ソニー8年ぶり好業績も、「完全復活」に暗雲 事業ごとに好不調が混在、収益柱が急減速
「現在の状況について、大変重く受け止めている」
1月29日に行われたソニーの2015年4月~12月期(第3四半期)決算会見で、吉田憲一郎CFO(最高財務責任者)は厳しい表情を見せた。
第3四半期の営業利益は3870億円と、前年同期の同1663億円から倍増。前期にあったスマホ関連の減損1760億円がなくなったことが大きいとはいえ、第3四半期で営業利益が3000億円を超えたのは、2007年度以来8年ぶりだ。
強みのイメージセンサーが急減速
にもかかわらず、その内容はソニー経営陣にとって満足のいくものではなかった。成長エンジンとして位置付けていた、イメージセンサーなどデバイス(電子部品)事業の伸びに急ブレーキがかかったのだ。

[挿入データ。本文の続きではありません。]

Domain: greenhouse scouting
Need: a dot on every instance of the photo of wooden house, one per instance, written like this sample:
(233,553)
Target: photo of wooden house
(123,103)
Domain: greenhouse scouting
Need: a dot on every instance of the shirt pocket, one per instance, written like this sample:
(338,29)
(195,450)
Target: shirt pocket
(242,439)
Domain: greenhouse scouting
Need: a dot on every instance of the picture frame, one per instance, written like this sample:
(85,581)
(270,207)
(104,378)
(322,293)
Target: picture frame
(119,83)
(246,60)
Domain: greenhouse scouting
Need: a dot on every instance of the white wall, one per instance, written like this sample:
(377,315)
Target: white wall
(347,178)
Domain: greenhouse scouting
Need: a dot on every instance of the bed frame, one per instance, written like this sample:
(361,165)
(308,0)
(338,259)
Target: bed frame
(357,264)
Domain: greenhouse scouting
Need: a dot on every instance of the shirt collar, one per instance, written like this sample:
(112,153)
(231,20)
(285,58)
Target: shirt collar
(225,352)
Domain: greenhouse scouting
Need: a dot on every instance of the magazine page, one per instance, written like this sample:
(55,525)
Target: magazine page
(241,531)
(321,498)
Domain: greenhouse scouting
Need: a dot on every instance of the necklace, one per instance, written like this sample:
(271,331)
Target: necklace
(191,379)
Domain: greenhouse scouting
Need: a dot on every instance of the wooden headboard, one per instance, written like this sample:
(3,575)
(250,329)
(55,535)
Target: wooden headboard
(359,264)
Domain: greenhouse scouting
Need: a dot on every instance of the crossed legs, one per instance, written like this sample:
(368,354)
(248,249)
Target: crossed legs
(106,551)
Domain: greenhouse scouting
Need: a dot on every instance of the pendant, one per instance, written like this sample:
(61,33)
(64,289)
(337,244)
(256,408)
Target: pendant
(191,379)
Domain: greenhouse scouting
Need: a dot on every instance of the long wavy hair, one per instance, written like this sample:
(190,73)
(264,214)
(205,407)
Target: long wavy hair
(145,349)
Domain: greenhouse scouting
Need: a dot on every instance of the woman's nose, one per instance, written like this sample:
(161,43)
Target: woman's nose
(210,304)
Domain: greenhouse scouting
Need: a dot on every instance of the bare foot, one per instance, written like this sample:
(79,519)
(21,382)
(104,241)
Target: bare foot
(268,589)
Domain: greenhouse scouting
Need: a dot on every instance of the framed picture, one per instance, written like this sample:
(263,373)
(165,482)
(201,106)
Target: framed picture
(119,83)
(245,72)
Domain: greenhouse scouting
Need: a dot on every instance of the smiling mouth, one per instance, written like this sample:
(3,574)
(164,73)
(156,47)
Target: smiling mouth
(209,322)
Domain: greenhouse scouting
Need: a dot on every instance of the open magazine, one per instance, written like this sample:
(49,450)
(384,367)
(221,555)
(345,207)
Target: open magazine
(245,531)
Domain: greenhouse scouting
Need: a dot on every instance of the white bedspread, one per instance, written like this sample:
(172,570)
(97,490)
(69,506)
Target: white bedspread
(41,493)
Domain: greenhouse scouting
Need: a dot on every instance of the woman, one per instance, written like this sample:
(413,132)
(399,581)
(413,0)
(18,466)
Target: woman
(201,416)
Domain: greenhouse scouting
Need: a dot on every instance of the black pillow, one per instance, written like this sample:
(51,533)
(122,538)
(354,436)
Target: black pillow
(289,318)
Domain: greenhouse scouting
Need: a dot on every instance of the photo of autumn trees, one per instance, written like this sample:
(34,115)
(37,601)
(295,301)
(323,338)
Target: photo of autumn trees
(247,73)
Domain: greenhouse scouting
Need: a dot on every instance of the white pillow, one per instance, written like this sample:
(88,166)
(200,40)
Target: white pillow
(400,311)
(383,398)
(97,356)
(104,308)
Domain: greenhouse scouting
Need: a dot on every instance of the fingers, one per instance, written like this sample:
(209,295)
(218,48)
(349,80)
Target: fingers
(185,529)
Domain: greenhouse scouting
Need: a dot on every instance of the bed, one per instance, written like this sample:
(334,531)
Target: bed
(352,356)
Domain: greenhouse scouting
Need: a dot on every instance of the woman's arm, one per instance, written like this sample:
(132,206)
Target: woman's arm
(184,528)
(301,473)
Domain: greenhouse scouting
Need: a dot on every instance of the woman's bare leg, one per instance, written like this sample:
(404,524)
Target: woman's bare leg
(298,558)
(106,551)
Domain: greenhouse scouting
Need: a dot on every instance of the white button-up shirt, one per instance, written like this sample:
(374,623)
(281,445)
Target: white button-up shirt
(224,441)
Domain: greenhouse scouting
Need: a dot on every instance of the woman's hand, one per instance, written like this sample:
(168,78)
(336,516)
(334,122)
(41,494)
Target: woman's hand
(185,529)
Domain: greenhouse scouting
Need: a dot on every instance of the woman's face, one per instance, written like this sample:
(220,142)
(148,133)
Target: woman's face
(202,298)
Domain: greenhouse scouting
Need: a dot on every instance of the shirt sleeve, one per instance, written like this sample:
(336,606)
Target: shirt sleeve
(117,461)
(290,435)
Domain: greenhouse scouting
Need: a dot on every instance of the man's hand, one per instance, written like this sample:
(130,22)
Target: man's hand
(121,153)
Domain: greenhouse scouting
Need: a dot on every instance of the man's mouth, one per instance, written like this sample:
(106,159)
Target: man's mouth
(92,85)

デバイス事業は、ソニーにとって金融事業に次ぐグループの収益柱。2014年度のグループ連結営業利益685億円のうち、デバイス事業は890億円だった。中でもカメラ用イメージセンサーは「他社と比べて2~3年、技術的に進んでいる」と平井一夫社長が自信を示す分野で、スマホ市場の成長とともに拡大してきた。2014年の世界シェアは5割弱(金額ベース、テクノ・システム・リサーチ調べ)で、アップルのiPhoneなど高価格帯のスマホから特に引き合いが強い。近年、ソニーの自社ブランド製品の収益性が低下する中で、業績回復の牽引役となってきた。
決算発表前の1月29日時点で、ソニーは電機大手6社(ソニー、日立製作所、パナソニック、三菱電機、東芝、シャープ)の中で時価総額トップを走る。それも、イメージセンサーのさらなる成長期待によるところが大きい。2015年7月には公募増資などで4200億円を調達、イメージセンサーへの投資に充てるとしており、同年末には東芝の半導体事業の買収を完了させたばかりだ。